One of the examples, drug delivery, is transporting chemotherapy drugs to cancer cells with the use of nanoparticles. It is currently under development at MIT. Researchers have conducted the experiment on mice that were given lung cancer, one of the world's leading causes of death. The researchers then treated the mice using nanoparticles to target the cancer cells while carrying a drug called phenformin, which is highly effective against metastatic stem cells. The nanoparticle detects the cancer cells through "antibody targeted delivery", which is similar to how natural antibodies work in the body to get rid of foreign pathogens or material. Being attached to the nanoparticle, this method of delivery allows the drug to be released in a sustained and systemic manner, prolonging blood circulation, and giving the nanoparticle enough time to accumulate in tumor tissue. The benefits of this include that this does not induce liver toxicity like most antibodies—for example, doctors may tell you to keep hydrated while taking antibodies to prevent organ failure. This method also shrunk tumors 40% more than other comparable techniques. This technique of using nanoparticles to transport drugs in the human body system can be extended to other drugs in the future.
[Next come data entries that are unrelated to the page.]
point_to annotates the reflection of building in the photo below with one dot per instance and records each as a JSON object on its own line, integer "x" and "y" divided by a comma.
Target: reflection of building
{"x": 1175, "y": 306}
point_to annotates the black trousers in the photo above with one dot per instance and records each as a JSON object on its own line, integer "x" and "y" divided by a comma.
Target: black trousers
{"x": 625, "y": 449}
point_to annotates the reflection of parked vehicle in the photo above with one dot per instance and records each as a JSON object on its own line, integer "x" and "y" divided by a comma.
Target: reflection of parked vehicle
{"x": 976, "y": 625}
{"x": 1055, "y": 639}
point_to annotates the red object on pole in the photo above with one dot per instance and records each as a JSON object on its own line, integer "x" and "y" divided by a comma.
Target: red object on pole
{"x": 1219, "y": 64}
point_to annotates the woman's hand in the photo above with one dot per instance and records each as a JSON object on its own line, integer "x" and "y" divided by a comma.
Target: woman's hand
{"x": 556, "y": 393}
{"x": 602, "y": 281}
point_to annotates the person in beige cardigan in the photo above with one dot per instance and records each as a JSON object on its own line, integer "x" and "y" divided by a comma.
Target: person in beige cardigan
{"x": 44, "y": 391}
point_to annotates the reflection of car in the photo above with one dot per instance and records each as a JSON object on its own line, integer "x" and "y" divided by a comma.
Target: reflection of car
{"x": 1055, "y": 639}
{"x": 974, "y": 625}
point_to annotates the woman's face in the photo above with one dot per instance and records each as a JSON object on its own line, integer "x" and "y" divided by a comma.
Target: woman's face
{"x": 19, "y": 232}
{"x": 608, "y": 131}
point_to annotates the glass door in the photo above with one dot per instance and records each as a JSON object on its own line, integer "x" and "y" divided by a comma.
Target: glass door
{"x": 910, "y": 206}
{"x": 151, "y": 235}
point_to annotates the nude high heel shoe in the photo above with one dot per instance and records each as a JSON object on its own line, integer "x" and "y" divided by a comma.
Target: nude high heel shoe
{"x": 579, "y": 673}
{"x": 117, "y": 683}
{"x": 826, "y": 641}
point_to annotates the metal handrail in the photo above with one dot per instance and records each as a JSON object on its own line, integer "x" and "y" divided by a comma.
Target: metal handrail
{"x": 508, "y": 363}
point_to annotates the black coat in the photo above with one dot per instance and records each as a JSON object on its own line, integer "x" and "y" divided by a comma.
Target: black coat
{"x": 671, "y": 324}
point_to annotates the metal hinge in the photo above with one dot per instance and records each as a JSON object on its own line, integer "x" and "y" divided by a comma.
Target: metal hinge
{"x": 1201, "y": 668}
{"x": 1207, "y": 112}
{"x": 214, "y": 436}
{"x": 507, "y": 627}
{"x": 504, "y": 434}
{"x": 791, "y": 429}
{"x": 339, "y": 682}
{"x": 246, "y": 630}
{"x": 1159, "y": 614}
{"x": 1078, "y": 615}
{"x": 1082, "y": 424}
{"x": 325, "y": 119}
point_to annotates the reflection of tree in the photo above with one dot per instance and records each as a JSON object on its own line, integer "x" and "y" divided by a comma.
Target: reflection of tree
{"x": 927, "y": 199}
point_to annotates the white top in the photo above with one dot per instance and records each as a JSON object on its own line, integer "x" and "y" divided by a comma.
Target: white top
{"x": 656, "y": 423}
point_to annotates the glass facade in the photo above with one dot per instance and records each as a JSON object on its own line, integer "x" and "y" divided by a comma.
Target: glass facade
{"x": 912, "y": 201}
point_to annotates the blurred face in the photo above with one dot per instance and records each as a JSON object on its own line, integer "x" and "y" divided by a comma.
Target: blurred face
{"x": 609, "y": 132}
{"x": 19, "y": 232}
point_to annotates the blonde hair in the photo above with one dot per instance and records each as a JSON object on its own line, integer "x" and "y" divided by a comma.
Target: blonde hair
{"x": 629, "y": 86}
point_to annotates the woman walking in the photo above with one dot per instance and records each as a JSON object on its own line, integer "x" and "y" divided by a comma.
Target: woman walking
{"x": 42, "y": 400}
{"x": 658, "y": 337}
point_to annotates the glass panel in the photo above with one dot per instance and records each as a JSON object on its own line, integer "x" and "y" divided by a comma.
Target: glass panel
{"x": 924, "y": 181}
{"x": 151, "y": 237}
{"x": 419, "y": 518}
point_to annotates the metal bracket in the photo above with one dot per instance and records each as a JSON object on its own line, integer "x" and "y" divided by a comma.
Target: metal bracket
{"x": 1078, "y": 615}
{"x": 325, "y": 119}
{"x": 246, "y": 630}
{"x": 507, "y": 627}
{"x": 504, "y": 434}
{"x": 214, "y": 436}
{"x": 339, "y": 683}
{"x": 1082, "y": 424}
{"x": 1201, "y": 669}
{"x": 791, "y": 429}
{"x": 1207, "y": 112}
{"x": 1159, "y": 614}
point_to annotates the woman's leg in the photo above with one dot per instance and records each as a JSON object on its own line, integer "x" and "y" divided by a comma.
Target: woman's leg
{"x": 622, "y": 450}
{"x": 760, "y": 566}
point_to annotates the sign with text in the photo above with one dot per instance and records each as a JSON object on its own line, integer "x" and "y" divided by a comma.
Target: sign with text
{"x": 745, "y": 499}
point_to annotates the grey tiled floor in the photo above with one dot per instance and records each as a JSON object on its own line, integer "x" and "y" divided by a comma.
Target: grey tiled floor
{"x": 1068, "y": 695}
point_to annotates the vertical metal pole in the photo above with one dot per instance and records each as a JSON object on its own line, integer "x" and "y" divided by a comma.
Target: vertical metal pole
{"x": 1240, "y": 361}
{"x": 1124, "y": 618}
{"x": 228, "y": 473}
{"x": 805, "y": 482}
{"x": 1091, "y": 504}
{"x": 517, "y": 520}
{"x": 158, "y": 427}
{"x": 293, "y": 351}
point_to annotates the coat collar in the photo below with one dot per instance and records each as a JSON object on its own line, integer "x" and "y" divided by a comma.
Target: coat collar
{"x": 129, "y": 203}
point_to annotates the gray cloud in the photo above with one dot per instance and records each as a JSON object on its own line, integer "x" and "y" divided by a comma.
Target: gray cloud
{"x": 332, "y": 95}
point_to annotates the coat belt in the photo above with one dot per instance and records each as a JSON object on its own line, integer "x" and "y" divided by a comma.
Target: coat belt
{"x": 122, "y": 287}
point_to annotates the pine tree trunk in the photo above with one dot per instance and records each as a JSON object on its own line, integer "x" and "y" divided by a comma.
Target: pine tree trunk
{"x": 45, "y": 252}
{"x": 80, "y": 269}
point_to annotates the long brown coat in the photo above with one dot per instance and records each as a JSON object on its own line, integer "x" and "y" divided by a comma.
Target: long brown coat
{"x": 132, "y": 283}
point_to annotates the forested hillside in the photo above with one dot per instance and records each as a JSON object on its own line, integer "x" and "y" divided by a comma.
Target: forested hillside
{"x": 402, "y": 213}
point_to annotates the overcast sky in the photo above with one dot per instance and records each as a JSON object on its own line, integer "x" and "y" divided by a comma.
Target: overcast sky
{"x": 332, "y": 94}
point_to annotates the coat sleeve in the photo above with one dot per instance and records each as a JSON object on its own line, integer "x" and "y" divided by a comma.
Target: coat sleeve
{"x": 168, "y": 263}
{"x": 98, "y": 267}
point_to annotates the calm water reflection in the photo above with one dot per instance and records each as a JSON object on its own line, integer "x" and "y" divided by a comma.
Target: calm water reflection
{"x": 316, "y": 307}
Nanotechnology is developing very quickly. With the right funding and people willing to partake in this field, the possibilities lie on a wide expanse. Some developments we can expect in the future include having more elegant surgical and diagnostic tools to help reach the tiniest of places, having medical devices permanently implanted, as well as making greater improvements to healthcare, such as making medical practices more accessible and affordable. Notably, research diagnosis could be more accurate and in real time as "nanobots", which are microrobots, can enter the body and travel along the bloodstream to monitor a person's vital functions or chemical levels, allowing for more accurate diagnosis.

There are many developments that have been made and there are still more to come. However, this field of science must be dealt with carefully. With an increased reliance on technology to help bodily functions, our immune systems may deteriorate, making us susceptible to simple diseases once we withdraw.